VHS became DVD, and cassettes made way for CDs.
And as the capabilities of computers, and indeed the internet, continued to advance, these sources of amusement migrated to the digital realm.
But the noble book has stood strong.
Until the past few years, the biggest technological advancement in reading was the introduction of paperback. But with the release of eReaders and now tablet computers in recent times, along with the investment that has been made in designing displays capable of mimicking paper pages, reading has suddenly joined the digital revolution.
And so too has North Lanarkshire Libraries, with their new e-book and e-audio book lending service set for launch in March.

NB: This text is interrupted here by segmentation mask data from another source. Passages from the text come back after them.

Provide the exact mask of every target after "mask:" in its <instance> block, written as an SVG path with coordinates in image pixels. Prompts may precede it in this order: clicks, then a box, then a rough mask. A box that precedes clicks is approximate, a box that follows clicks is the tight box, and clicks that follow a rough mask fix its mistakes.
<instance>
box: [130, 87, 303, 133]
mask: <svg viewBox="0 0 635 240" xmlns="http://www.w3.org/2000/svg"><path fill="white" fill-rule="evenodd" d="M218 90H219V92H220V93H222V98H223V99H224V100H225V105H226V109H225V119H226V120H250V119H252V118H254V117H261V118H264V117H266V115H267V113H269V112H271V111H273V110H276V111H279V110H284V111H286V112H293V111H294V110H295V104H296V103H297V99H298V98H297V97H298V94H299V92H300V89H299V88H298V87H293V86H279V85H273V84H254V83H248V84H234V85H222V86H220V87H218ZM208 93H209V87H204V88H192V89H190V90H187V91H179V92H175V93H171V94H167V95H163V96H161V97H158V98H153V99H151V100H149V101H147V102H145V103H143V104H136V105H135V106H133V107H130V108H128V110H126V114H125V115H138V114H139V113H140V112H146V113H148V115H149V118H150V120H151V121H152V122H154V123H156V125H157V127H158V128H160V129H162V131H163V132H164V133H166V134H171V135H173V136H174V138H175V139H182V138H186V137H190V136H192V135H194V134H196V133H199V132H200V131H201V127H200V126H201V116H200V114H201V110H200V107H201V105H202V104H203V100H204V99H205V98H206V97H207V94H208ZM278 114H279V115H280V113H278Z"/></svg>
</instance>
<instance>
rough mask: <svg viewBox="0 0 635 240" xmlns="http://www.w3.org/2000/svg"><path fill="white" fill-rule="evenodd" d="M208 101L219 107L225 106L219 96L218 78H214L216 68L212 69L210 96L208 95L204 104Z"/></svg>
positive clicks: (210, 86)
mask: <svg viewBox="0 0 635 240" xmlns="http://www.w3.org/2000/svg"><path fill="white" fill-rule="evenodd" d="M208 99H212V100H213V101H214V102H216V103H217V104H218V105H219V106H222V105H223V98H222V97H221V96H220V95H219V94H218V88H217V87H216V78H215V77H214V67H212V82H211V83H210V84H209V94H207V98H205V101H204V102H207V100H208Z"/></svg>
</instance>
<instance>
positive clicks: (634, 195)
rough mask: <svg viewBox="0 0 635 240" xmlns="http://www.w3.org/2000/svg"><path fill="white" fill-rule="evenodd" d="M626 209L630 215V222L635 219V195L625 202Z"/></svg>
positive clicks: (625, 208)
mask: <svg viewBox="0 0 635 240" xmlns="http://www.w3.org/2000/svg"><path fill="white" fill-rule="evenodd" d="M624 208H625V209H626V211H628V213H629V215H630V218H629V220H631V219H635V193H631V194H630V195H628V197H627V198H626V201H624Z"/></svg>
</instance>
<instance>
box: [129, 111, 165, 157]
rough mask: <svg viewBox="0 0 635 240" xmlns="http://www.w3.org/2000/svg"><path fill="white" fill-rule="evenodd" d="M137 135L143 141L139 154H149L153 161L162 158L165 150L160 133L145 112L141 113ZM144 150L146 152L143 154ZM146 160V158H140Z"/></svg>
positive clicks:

“We felt that we had to come in now,” said Catriona Wales, lending services manager. “We’ve done surveys in the past and wanted to make sure we got a time when there’s enough interest in it to make it worthwhile but to also catch people’s imagination and grow the service as the technology develops.
“The big thing for us is that this is going to be free to use.You’ll simply download the book and choose how long you want to keep it, between one and 21 days. At the end of that period, the file disappears - there’s no late fees.”
After logging into the website, users will be able to browse through the books most recently added. It will also be possible to perform a search by the likes of author name and genre.
Although they may be against it at first, Catriona believes that traditional book lovers will eventually grow to enjoy reading eBooks.
“For us it’s a bit like the advent of paperback books,” she continues. “A lot of people were against that, they thought it was anathema, but everyone has taken to them.
“We’re obviously in the early stages for eBooks, although I think it will develop fast because technology moves so fast.
“It’s like opening a new branch for us. It will allow users to have hundreds of books on what is a virtual bookshelf.”
Catriona feels the future of books is online but doesn’t believe that has to mean the end of the local library. She added: “Our plan is very much that this is a new opportunity to make books available.
“People who love books tend to enjoy the physical connection with it.
“For libraries, it’s about how we adapt them – they’re already about much more than books.
“A high proportion of the people we’ve asked in the survey have said they would use the online service but will still come to the library.
“This opens up a whole new area for us where we can offer books to people who might not necessarily use a traditional library.”
It is hoped to launch the new service in time for World Book Day on March 1.